My apologies, poorly written question (was late on Friday and I should
have gone home!)

What I'm doing is writing several records to the database in a single
request.  The errors may occur due to validation problems and I'm
checking for these as I go.  However the problem occurs as follows:

validate record1
success - write record1

validate record2
success - write record2

validate record3
error - return validation error to user

However, the first two records have already been written and because
no exception occured the transaction would be committed.
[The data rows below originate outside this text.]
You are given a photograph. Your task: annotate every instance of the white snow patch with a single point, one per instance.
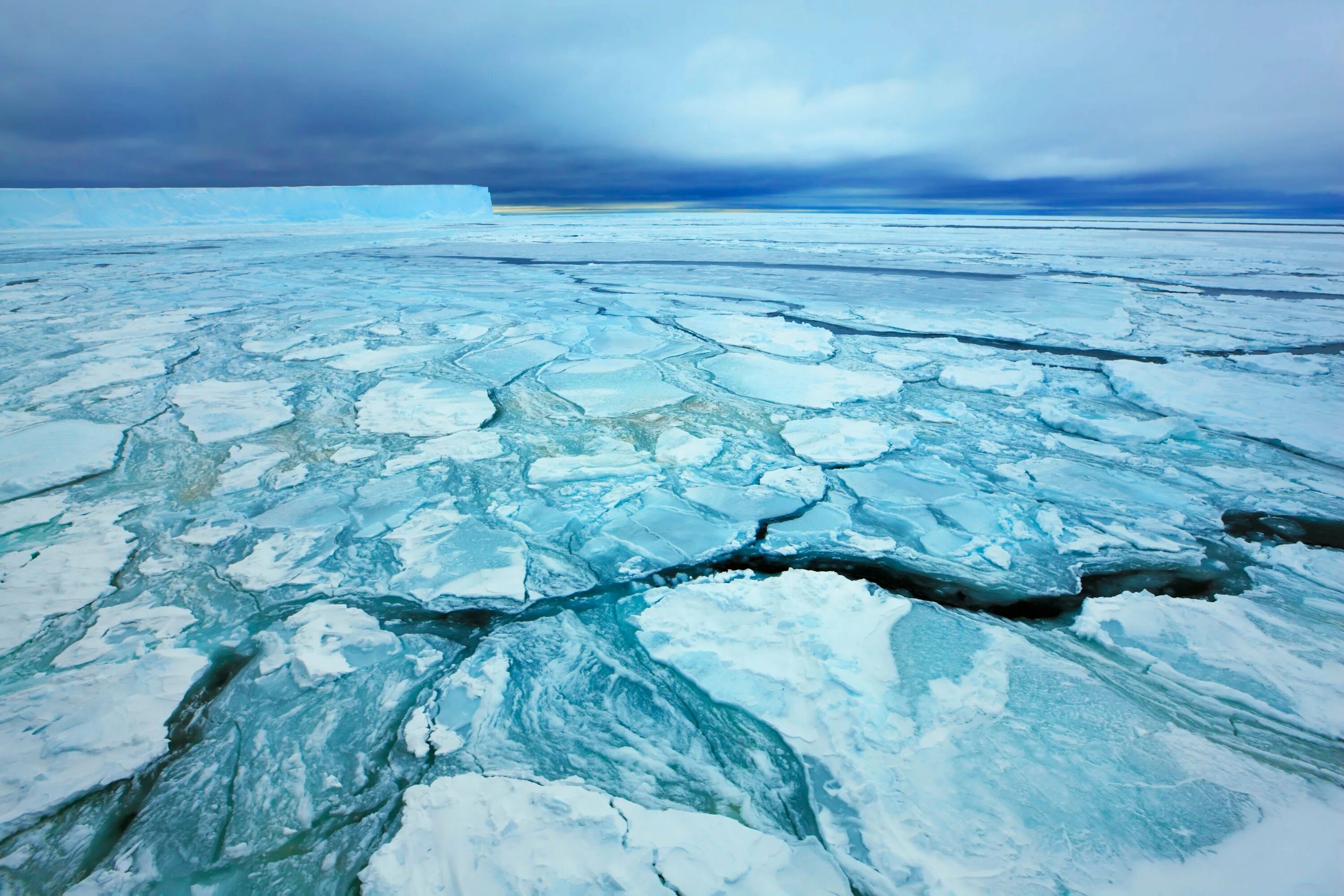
(482, 836)
(1000, 378)
(820, 386)
(220, 412)
(70, 573)
(773, 335)
(46, 454)
(1307, 416)
(417, 406)
(324, 641)
(678, 447)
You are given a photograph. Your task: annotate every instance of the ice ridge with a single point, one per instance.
(164, 206)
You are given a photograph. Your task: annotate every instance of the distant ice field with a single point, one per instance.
(672, 552)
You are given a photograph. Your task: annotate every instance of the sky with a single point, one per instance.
(1084, 107)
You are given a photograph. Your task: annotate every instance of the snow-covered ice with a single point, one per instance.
(668, 552)
(43, 456)
(476, 835)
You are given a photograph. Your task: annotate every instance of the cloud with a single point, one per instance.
(693, 100)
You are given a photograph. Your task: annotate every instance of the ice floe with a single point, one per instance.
(220, 410)
(54, 453)
(818, 386)
(417, 406)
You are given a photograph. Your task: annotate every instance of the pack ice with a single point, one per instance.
(401, 548)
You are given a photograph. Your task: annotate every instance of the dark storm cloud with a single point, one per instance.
(1047, 105)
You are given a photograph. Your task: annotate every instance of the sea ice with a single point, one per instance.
(88, 726)
(323, 546)
(324, 641)
(840, 440)
(818, 386)
(929, 749)
(773, 335)
(612, 388)
(479, 835)
(1000, 378)
(70, 571)
(445, 554)
(417, 406)
(1305, 416)
(47, 454)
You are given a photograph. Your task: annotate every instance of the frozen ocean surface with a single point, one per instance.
(667, 552)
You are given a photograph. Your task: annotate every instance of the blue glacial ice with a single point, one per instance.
(363, 540)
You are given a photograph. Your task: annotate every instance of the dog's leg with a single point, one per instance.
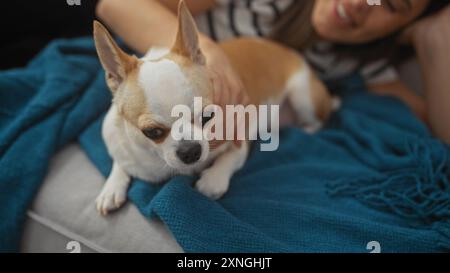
(215, 180)
(114, 192)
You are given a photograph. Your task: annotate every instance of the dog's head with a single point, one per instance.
(145, 92)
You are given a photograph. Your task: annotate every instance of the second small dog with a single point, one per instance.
(137, 128)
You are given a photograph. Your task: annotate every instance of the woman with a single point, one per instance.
(356, 35)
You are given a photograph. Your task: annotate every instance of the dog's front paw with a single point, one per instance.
(212, 184)
(112, 197)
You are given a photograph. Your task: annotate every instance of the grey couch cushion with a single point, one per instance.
(64, 210)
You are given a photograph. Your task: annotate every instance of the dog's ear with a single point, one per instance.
(186, 43)
(116, 63)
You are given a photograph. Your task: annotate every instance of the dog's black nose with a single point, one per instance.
(189, 152)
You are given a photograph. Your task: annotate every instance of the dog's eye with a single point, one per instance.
(206, 119)
(154, 133)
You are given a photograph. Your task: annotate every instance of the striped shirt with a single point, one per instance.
(235, 18)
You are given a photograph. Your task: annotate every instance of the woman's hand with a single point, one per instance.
(228, 87)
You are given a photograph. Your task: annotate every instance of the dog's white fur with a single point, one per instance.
(164, 83)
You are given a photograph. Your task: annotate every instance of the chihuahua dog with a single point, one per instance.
(137, 127)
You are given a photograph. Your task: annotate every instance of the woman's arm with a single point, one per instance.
(145, 23)
(399, 90)
(431, 39)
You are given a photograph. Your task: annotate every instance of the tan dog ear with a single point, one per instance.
(186, 43)
(116, 63)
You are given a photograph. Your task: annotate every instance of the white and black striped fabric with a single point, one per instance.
(235, 18)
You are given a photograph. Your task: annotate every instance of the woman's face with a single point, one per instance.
(355, 21)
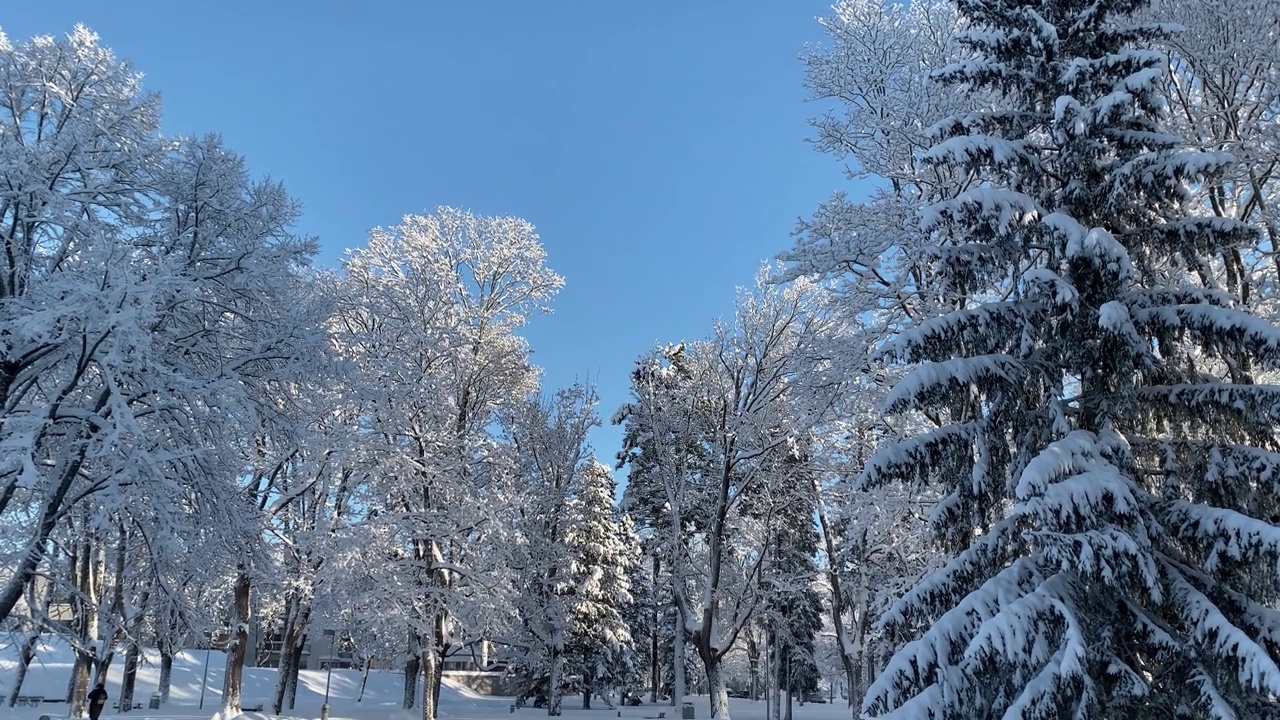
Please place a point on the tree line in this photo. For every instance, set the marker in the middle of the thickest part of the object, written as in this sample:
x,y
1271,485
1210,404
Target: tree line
x,y
995,441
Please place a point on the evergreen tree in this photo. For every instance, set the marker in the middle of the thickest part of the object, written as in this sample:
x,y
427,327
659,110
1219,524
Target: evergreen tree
x,y
1109,463
602,548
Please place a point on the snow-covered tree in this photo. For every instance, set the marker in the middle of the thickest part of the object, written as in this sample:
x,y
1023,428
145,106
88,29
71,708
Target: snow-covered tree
x,y
708,423
1105,455
548,438
602,550
430,315
1224,91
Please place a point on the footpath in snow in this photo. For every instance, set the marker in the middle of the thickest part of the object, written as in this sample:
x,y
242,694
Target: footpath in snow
x,y
382,697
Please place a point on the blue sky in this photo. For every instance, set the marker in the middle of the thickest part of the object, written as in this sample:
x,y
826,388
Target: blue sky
x,y
659,146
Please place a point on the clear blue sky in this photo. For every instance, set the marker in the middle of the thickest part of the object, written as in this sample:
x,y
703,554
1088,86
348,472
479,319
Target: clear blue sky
x,y
659,146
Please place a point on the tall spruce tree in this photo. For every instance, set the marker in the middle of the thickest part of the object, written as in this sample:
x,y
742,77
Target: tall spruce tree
x,y
602,547
1109,459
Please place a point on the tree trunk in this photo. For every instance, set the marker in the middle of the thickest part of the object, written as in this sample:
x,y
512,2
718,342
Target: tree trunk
x,y
87,624
237,648
298,614
131,677
790,695
837,597
677,662
553,683
776,680
297,665
165,670
437,671
654,673
412,669
77,691
24,655
364,679
430,698
716,686
49,516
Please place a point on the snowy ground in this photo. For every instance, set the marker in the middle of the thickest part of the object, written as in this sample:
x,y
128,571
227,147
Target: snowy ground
x,y
382,701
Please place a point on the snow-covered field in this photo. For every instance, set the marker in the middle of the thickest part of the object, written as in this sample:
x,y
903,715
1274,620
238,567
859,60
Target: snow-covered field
x,y
382,700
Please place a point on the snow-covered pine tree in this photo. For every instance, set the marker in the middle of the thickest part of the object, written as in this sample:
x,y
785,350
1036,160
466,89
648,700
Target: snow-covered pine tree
x,y
602,548
1109,460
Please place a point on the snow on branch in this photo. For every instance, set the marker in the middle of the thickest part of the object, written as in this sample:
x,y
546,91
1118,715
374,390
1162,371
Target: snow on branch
x,y
984,329
1225,533
1224,328
915,459
936,382
1000,209
1214,632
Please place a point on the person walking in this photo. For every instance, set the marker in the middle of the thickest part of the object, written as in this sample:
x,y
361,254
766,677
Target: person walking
x,y
96,701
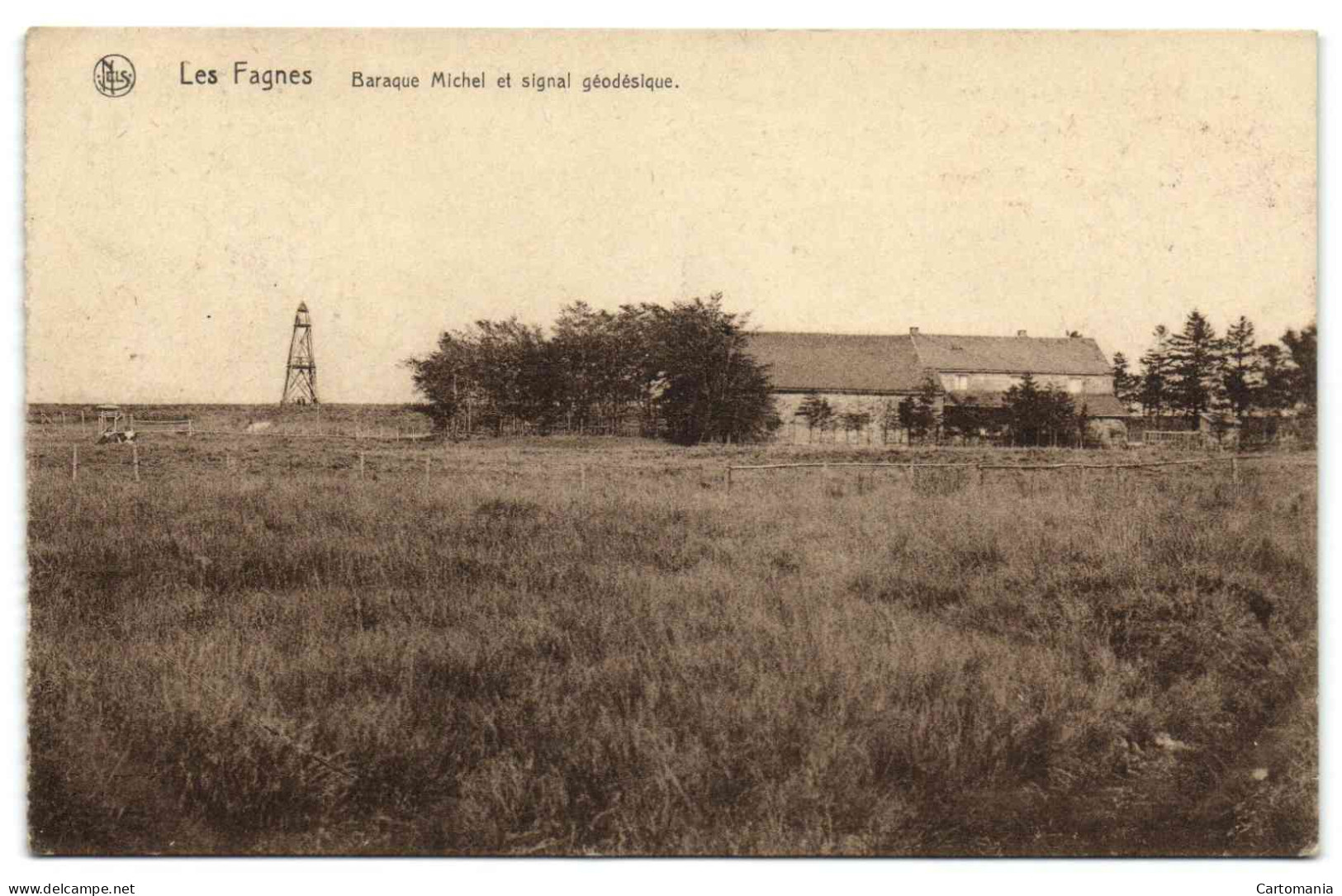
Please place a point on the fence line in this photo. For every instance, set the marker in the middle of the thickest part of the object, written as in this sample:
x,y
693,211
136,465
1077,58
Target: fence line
x,y
1232,459
517,466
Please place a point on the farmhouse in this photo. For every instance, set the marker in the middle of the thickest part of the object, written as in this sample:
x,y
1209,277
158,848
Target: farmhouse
x,y
867,376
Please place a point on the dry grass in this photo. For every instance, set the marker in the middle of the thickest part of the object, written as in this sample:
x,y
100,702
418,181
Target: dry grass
x,y
285,659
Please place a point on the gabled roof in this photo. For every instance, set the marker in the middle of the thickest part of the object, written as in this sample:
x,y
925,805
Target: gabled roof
x,y
1009,354
833,363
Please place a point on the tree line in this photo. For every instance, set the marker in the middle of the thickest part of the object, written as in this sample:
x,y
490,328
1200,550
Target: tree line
x,y
682,373
1030,415
1193,372
685,373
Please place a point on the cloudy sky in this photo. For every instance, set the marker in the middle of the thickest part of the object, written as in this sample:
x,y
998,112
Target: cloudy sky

The solution here of course is to do this:

validate record1
validate record2
validate record3

if all okay then
  write record1
  write record2
  write record3

I was a bit slow last week and this obvious solution didn't present
itself to me.

However, I am still curious if there is a way to tell django to not
commit the transaction without the user seeing an exception????

thanks!


On Jun 26, 11:13 pm, Karen Tracey <kmtra...@gmail.com> wrote:
> On Fri, Jun 26, 2009 at 12:59 AM, sico <allensi...@gmail.com> wrote:
>
> > Hi
>
> > Is it possible to rollback the transaction without raising an
> > exception when the transactions are tied to http requests??
> > I'm writing several records in one post call, if any fail I'd like to
> > rollback the transaction but return a nice error message to the user.
> > Surely I'm missing something as this seems quite a simple
> > requirement...
>
> You haven't given any indication of what you had tried here.  Since you are
> asking the question I gather whatever you have tried hasn't worked, but I'm
> not sure where you are running into trouble since I don't know what you've
> done.
>
> First, if you want to be able to roll back some already-completed operations
> due to a subsequent one failing, you will need to use something other than
> Django's default autocommit behavior, as described here:
>
> http://docs.djangoproject.com/en/dev/topics/db/transactions/#topics-d...
>
> The commit_manually decorator is probably what you want to use.
>
> Second, if you want to recover from attempting something that causes a
> database error, your code needs to catch whatever database exception is
> raised and recover.  Something like:
>
>     try:
>         instance = new_model.save()
>     except IntegrityError:
>         transaction.rollback()
>         ... whatever else you want to do to inform the user ...
>
> Your code must be prepared to handle the possible database errors, there is
> no setting to tell the framework to auomagically eat them and rollback the
> transaction (if it did, how would you know that had happened?).